Oops, I Sampled it Again: Reinterpreting Confidence Intervals in Few-Shot Learning

Raphael Lafargue,Luke Smith,Franck Vermet,Mathias Löwe,Ian Reid,Vincent Gripon,Jack Valmadre
2024-09-06
Abstract:The predominant method for computing confidence intervals (CI) in few-shot learning (FSL) is based on sampling the tasks with replacement, i.e.\ allowing the same samples to appear in multiple tasks. This makes the CI misleading in that it takes into account the randomness of the sampler but not the data itself. To quantify the extent of this problem, we conduct a comparative analysis between CIs computed with and without replacement. These reveal a notable underestimation by the predominant method. This observation calls for a reevaluation of how we interpret confidence intervals and the resulting conclusions in FSL comparative studies. Our research demonstrates that the use of paired tests can partially address this issue. Additionally, we explore methods to further reduce the (size of the) CI by strategically sampling tasks of a specific size. We also introduce a new optimized benchmark, which can be accessed at <a class="link-external link-https" href="https://github.com/RafLaf/FSL-benchmark-again" rel="external noopener nofollow">this https URL</a>
Machine Learning,Artificial Intelligence
What problem does this paper attempt to address?

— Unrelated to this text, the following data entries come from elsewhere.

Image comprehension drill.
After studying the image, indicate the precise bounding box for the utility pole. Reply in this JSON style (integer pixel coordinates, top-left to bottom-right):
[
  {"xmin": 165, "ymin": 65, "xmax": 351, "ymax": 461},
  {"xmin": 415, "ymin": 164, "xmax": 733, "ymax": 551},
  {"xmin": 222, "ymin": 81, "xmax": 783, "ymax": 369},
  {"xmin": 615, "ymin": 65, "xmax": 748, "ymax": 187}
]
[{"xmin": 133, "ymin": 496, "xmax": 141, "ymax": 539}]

The paper primarily explores the issues in calculating Confidence Intervals (CI) in Few-Shot Learning (FSL) and proposes improved methods. Specifically: 1. **Problems with Existing Methods**: The current main method for calculating CI is through task generation with replacement sampling, which leads to CI considering only the randomness of sampling while ignoring the characteristics of the data itself. This type of CI is referred to as "Closed Confidence Intervals" (CCIs). 2. **Open Confidence Intervals (OCIs)**: Unlike CCIs, OCIs are calculated through sampling without replacement, which better reflects the true distribution of the data. However, the drawback of OCIs is that they limit the number of tasks that can be generated, especially on small datasets, which may result in a larger CI range. 3. **Comparative Analysis**: The paper compares the performance of CCIs and OCIs on multiple standard visual datasets through experiments. The results show that on small datasets, CCIs are significantly narrower than OCIs, while on large datasets, the opposite is true. Additionally, the paper finds that when accuracy approaches 100%, both types of CI become narrower due to the saturation of accuracy reducing variance. 4. **Paired Tests**: To improve the reliability of comparison results, the paper introduces the paired test method. This method evaluates different approaches on the same set of tasks, reducing the impact of task difficulty differences, thereby making the conclusions more reliable. 5. **Optimizing Task Size**: To further reduce the CI range, the paper explores how to adjust the size of tasks. Specifically, by increasing the number of query samples (Q), the CI range can be reduced to some extent, but this also reduces the number of tasks that can be generated. Therefore, there is an optimal Q value that can effectively reduce the CI range. In summary, the paper aims to emphasize the importance of correctly understanding and interpreting CI in FSL and proposes a series of improvements to enhance the accuracy and reliability of method comparisons.